Total pages in book: 73
Estimated words: 70584 (not accurate)
Estimated Reading Time in minutes: 353(@200wpm)___ 282(@250wpm)___ 235(@300wpm)
Estimated words: 70584 (not accurate)
Estimated Reading Time in minutes: 353(@200wpm)___ 282(@250wpm)___ 235(@300wpm)
What I wouldn’t give to meet the woman who gave my husband life. I know she’d be immensely proud of the man he’s become.
The last several years have been a magical blur. After I finished my nursing degree, I followed August to Portland, where he took a coveted job at a tech startup with one of his college friends. I finished my BSN out there, while he worked crazy hours to get his side project off the ground—an innovative app and software suite called Jogger Safe. When he branched off on his own, he had the freedom to work from anywhere in the world.
We spent a year traveling the country trying to figure out where we wanted to place our roots. A week in Savannah. A long weekend in Austin. A holiday in Chicago. We finally settled on Charleston after falling in love with its historic charm, agreeable winters, and sweet Southern drawls. It was the perfect place to settle in and kick off the rest of our life together. And while we thought about placing roots in our hometown, we decided it was better to leave the past alone and start fresh.

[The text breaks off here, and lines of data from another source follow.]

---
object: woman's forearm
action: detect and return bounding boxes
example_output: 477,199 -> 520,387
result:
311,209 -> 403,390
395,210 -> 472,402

Besides, I don’t think August would ever want to see his family home again. It only makes him think of his father, who rots away in a prison cell forty miles from there, and Gannon, who ran off with Cassandra after the trial—until they blazed through Gannon’s bank account and she left him high and dry for some other rich asshole.
AJ kicks again, and my lips curl into a slow smile.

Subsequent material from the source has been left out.